While a more aggressive rule would get us closer to having lead-free drinking water, we believe the incoming Biden-Harris administration should stick with this rule, begin seeking minor amendments, and focus intensely on its fast implementation. We recommend this because there are important ways the new leadership at EPA, working with Congress, can make the best of this rule to eliminate lead pipes, reduce lead exposure, bring LCR violations down, and help utilities increase customer trust.
Among the key steps we believe EPA, Congress, and the administration should prioritize around lead in water:
1. Establish additional financial or regulatory incentives for utilities who proactively launch replacement plans;
2. Offer technical support for small communities and utilities struggling to find lead pipes and pay for their replacement;
3. Provide administration support for new federal funding to match state and ratepayer funding for full lead service line replacement;
4. Aggressively encourage the use of the Drinking Water State Revolving Loan Fund to fund full replacement of lead service lines, including providing replacement to lower income residents at no cost; and
5. Do more to help states and utilities find efficiencies and innovations that lower unit costs for replacement.

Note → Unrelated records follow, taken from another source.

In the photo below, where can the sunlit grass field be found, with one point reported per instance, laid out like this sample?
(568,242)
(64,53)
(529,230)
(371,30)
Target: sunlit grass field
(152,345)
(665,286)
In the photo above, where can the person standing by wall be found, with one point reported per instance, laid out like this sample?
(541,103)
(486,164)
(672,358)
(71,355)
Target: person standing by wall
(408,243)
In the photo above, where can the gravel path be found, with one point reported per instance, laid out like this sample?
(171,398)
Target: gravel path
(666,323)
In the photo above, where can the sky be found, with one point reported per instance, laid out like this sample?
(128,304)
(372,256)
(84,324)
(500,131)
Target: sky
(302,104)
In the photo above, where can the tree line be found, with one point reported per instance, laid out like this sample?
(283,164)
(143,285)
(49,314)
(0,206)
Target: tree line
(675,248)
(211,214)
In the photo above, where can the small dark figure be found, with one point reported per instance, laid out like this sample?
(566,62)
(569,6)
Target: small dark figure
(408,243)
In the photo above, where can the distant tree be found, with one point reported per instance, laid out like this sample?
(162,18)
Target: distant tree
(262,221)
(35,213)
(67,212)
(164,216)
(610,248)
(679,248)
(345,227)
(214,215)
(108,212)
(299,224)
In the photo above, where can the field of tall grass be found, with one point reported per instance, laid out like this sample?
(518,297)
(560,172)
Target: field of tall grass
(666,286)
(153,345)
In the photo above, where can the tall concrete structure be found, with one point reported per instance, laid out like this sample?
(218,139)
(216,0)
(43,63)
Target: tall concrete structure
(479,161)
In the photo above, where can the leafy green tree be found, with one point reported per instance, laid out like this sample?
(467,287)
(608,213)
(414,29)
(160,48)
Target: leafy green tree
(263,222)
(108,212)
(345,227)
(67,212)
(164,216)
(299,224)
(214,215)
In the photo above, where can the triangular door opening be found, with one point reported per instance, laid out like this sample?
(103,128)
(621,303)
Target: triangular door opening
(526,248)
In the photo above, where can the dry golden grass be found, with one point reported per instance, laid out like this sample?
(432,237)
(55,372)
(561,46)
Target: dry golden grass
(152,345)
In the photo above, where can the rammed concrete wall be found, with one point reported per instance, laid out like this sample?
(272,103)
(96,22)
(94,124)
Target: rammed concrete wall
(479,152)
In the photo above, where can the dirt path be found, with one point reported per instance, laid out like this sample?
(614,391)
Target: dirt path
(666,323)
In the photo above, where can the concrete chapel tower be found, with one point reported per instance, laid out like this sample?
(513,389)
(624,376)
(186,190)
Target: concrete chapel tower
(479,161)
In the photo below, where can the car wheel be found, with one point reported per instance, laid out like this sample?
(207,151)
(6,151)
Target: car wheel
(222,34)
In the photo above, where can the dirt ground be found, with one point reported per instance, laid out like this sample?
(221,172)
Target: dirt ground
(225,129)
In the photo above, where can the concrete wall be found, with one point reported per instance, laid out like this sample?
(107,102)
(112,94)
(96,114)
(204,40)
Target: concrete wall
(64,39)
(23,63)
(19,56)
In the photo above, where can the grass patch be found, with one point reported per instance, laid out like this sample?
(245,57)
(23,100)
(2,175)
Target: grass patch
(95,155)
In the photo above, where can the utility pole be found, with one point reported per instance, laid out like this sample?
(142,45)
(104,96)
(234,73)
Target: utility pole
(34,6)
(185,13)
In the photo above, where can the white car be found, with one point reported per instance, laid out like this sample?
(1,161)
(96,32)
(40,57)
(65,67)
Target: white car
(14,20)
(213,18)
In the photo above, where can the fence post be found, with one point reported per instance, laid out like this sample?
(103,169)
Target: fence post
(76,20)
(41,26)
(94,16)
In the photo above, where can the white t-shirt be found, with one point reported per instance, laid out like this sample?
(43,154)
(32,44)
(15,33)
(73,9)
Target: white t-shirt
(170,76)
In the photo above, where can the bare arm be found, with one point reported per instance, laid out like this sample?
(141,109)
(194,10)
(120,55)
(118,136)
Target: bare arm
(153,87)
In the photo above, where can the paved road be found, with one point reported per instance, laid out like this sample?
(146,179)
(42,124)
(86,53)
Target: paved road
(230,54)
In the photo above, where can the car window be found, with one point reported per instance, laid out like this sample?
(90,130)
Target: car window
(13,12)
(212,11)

At the direction of Congress, EPA will release a new cost estimate in 2023 for full national replacement of all lead pipes, which can help set the stage for a major rule revision. Based on progress achieved from 2021-2023 and as compliance is beginning, EPA should undertake a revision process beginning in 2023 that reflects early data on improved accuracy of local inventories, reduction in number of pipes of unknown material, and number of action level triggers during the previous years. Revising the rule will take a few years, but we believe rule revisions at that time should seek to guide faster progress in replacing lead pipes, not just for utilities that have hit the current action level.